The Pain of Separation

night sky

I recline back in my sun lounge at the camping ground to look up at the stars above. My goal is to surrender, to let go of my earthly body.

I realise that to do so requires not thinking but feeling. I must get out of my mind and feel with my entire body.

I allow my mind one last thought, an instruction if you will. It is the vestiges of my Ego, in its fear, trying to maintain control, trying to avoid the unknown, for fear lies in the unknown, or so it thinks.

My mind issues this simple but profound instruction:

“Be Everything!”

It was then that the “knowing” struck me. The knowing told me this:

“All pain is caused by separation.”

My mind/Ego in its desperate attempt to avoid pain issued the only instruction it could think of that could successfully do this – Be Everything.

For if in my surrender and letting go I become everything, I have nothing to fear for there is nothing that is not me. I need not fear the sensation of separation nor the sensation of competition.

If I am everything, no-one is withholding their loving energy from me nor is anyone attempting to steal my loving energy from me. When I “Be Everything” I am whole, complete. I am the loved, the lover, the giver and the receiver.

My mind/Ego in its attempt to avoid pain has given me the answer. Oneness, unity, singularity – this is the secret to avoiding all pain.

I lay back in my chair and let my body go numb as it expands photon by photon to fulfill the last instruction it received.

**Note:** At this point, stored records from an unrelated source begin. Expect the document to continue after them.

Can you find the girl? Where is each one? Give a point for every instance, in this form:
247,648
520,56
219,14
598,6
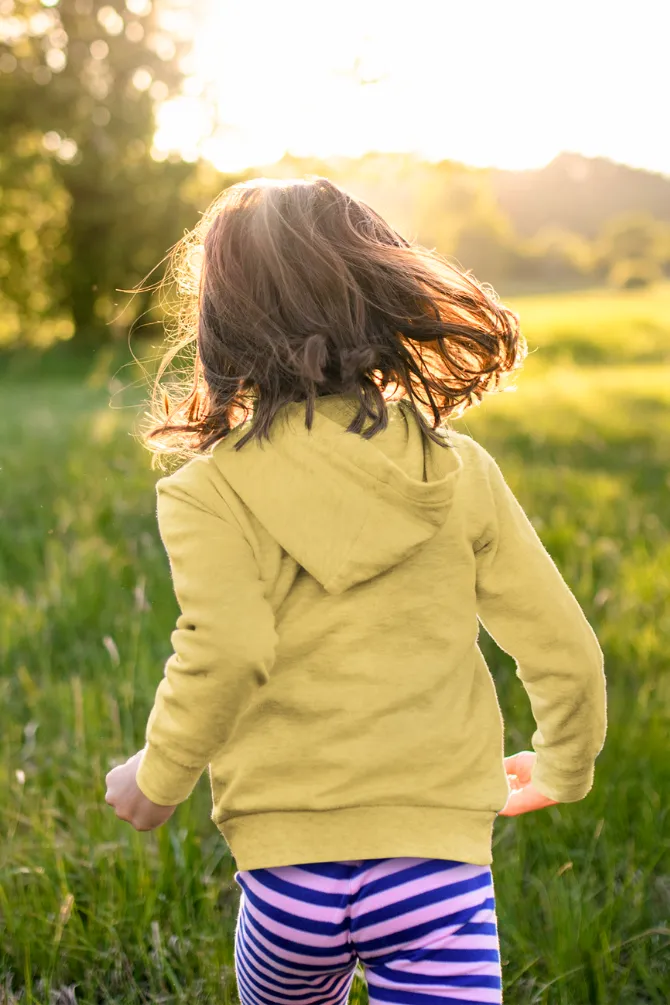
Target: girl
331,578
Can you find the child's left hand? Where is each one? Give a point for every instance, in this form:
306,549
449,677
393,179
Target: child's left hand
129,800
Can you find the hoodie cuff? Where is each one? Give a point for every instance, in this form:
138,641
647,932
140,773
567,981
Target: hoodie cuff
564,787
164,781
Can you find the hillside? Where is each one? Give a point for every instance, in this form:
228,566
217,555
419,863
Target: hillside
578,193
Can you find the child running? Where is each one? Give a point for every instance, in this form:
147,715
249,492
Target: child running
333,547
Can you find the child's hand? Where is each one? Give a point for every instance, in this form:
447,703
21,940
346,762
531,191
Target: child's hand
129,800
524,797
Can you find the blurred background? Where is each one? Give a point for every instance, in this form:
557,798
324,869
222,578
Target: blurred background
524,142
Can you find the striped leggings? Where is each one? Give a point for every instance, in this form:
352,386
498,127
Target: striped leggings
423,930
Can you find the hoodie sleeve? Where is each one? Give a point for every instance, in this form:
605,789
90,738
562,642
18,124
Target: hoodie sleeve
224,641
526,607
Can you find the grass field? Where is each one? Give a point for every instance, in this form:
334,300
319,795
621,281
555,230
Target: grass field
92,912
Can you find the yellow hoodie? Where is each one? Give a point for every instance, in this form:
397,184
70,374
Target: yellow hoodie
325,662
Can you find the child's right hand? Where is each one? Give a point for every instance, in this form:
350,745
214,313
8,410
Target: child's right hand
523,797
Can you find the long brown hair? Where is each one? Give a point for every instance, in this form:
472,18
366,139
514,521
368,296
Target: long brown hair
290,289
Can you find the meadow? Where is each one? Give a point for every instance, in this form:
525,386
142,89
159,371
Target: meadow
91,912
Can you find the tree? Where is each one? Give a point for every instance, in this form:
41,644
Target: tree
85,75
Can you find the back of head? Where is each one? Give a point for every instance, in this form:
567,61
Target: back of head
291,289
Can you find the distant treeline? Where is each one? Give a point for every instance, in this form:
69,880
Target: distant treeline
86,212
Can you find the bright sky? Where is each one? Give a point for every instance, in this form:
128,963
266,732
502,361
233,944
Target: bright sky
504,82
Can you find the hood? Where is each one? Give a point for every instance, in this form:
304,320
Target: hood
346,509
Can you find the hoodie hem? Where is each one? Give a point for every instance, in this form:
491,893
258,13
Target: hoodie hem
270,840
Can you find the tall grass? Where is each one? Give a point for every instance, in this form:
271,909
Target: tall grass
92,912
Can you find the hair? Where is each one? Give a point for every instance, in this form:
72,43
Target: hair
289,289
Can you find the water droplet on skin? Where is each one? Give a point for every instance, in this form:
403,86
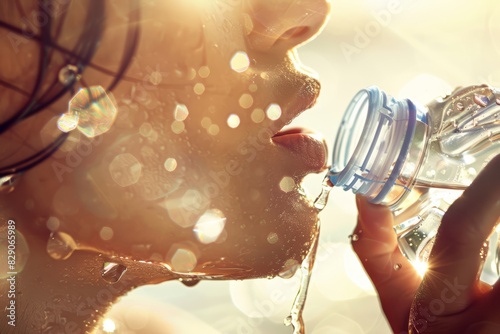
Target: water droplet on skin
182,260
199,88
204,72
245,101
258,115
239,62
29,204
209,226
112,272
53,223
60,245
272,238
145,129
181,112
213,129
125,169
481,100
108,326
233,121
295,318
430,173
247,23
96,111
206,122
68,75
322,199
273,111
22,250
177,127
155,78
106,233
170,164
68,121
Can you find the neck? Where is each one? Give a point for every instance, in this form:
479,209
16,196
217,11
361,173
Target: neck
40,294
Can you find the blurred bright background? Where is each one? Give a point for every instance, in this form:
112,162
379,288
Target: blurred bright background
410,48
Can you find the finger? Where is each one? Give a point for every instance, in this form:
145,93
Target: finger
392,275
456,257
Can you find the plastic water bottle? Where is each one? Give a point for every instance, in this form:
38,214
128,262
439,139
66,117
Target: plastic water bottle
416,159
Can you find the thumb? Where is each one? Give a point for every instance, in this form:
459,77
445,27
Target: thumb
392,275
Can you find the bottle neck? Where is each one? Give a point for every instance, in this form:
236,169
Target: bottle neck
372,149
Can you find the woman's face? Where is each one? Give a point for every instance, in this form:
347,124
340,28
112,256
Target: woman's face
195,173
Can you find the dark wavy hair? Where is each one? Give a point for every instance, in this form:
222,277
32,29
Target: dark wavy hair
80,57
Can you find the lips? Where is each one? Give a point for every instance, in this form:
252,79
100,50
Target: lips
309,148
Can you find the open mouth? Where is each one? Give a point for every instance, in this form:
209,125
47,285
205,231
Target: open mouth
308,145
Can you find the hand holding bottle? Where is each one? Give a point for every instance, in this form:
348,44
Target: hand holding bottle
450,298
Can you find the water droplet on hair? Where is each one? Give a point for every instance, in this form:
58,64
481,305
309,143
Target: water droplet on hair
289,269
60,245
68,121
96,111
68,75
112,272
8,182
481,100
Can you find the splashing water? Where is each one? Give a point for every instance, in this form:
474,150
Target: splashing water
322,199
295,318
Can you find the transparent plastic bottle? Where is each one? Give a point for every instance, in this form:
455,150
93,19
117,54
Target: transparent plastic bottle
416,159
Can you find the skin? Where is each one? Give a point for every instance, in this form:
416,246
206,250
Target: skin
148,225
70,295
450,298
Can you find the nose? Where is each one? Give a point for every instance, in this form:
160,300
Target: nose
284,24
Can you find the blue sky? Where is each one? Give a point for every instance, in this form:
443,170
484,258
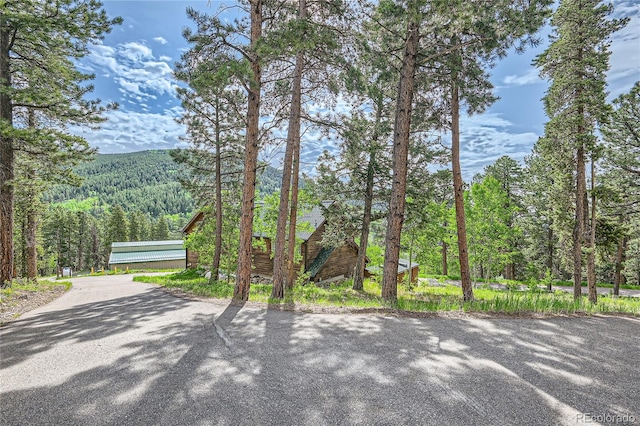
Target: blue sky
133,67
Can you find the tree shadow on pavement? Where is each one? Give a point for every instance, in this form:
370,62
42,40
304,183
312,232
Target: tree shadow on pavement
255,365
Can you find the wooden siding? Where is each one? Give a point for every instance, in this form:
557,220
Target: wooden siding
262,262
192,259
414,275
165,264
341,262
312,246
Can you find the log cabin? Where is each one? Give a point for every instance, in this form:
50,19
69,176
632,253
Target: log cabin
321,263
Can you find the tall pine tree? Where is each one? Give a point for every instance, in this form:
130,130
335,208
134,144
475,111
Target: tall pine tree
576,62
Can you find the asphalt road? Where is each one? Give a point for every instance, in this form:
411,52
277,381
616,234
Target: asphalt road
115,352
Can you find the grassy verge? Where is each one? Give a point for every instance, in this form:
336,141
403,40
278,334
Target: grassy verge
421,298
22,296
445,278
19,285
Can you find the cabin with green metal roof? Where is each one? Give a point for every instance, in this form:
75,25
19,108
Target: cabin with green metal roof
322,263
169,254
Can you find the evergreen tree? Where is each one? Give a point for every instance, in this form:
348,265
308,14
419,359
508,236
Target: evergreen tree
39,43
160,230
116,229
576,62
622,179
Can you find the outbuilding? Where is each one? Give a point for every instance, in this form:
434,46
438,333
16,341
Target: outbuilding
148,255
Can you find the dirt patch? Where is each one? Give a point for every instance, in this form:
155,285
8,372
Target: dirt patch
21,301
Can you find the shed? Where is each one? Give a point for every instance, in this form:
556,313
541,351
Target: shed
148,255
403,269
196,223
321,263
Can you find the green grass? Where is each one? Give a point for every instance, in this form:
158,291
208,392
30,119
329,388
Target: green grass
20,285
603,285
421,298
125,271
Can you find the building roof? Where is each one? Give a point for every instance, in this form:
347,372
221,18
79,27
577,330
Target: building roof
197,218
313,217
403,265
319,261
140,246
146,256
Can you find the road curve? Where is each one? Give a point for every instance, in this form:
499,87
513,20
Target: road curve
114,352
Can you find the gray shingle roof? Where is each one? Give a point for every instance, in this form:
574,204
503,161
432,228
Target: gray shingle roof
147,256
319,261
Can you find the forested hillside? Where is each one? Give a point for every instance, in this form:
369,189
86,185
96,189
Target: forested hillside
146,181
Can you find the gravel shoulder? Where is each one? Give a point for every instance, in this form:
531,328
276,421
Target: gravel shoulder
21,301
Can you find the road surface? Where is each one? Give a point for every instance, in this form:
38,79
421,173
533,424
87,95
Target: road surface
114,352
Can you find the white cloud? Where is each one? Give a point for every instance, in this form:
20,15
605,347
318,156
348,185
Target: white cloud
486,137
135,51
127,131
134,69
529,77
625,50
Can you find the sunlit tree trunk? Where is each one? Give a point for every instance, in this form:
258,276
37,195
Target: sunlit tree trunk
458,189
243,276
402,126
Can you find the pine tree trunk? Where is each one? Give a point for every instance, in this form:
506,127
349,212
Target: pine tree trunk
217,251
620,258
281,260
550,256
458,192
578,227
32,254
445,266
243,276
358,275
6,164
402,126
21,247
591,257
361,260
293,214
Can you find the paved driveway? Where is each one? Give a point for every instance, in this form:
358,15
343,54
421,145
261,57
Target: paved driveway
114,352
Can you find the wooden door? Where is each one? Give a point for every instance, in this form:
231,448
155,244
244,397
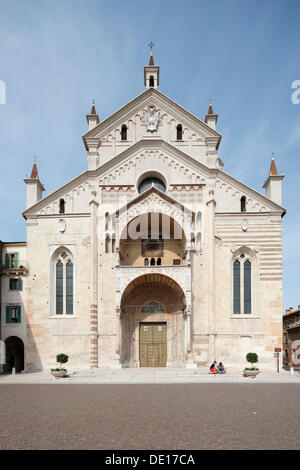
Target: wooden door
153,344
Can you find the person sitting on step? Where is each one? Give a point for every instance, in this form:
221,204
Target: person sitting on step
213,368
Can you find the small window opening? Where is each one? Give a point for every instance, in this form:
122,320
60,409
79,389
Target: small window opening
124,132
61,206
179,132
243,204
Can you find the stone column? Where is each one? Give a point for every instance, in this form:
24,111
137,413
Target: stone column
211,204
189,355
118,337
94,283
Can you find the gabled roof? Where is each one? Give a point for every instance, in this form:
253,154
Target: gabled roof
145,194
153,144
140,100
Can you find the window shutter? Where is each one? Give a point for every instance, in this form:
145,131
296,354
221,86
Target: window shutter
16,260
7,314
19,313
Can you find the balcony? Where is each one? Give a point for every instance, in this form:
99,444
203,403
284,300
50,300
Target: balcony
182,274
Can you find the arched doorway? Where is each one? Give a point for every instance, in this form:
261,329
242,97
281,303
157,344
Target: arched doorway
14,354
152,322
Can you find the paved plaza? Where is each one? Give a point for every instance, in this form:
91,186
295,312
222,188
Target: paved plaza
250,415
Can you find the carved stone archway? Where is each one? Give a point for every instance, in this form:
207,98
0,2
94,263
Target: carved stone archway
156,288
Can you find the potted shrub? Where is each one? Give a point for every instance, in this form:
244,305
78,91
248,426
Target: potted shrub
60,371
251,371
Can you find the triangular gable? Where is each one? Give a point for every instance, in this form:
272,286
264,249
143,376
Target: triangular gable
173,152
145,195
141,101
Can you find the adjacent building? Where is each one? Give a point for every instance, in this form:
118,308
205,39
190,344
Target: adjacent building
291,334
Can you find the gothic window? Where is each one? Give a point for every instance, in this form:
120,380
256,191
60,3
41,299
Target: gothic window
124,132
179,132
247,287
107,243
61,206
243,204
242,284
107,220
64,284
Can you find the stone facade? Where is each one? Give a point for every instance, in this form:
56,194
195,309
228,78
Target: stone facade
85,229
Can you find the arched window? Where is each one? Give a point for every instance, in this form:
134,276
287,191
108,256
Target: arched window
107,243
151,181
242,285
179,132
107,220
153,307
64,284
247,287
124,132
61,206
243,204
236,287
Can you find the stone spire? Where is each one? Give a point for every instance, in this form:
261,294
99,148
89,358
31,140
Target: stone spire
273,169
92,118
34,188
151,71
211,118
273,184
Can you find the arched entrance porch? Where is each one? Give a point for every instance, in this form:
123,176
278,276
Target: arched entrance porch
14,354
153,330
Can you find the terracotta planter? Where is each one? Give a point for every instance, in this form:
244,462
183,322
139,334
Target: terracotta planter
59,374
250,373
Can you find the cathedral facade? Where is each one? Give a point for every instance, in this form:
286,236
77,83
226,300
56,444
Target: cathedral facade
153,257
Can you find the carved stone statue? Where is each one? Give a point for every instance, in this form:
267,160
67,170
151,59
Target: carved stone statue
151,118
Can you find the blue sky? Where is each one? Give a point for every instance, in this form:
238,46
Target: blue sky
56,56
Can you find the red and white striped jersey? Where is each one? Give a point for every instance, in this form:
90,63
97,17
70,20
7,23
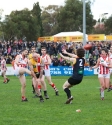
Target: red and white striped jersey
3,65
104,69
110,56
45,57
22,62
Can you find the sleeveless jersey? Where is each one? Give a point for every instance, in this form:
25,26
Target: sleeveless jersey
36,65
78,69
30,56
3,64
103,69
110,56
45,57
22,62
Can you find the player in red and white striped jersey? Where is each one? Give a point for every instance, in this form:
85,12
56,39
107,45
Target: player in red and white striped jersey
47,62
110,56
104,71
4,69
20,69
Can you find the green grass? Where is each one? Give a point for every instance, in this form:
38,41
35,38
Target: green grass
54,111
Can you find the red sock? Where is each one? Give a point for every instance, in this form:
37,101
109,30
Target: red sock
39,86
53,85
5,80
23,97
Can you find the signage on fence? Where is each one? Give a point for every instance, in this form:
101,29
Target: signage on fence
58,71
109,37
41,39
61,38
96,37
76,38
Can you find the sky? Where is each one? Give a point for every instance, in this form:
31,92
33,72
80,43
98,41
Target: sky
98,7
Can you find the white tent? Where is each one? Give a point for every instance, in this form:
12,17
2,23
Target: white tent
75,33
72,34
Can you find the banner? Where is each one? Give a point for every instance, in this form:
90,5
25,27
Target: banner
96,37
76,38
41,39
58,71
63,38
109,37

The only sensation left to feel is LOVE.

 

 

Once more I am humbled by our connection. Thank you for reading.

 

In Lak’ech Ala K’in,

Brett

2 comments

  1. I believe in what you are saying; however, I have a bit of a different view: To sin, is to be separate from God. Yes, separation from our Divine Creator is painful. Secondly, when you say the only thing left to feel is love, remember this: God IS love. So basically when you are letting go of your ego, in a way, you are letting go and allowing God to take over your life. When you do this, you are no longer in that painful state of separation….

    Just a few ideas to bounce to you without trying to sound to preachy.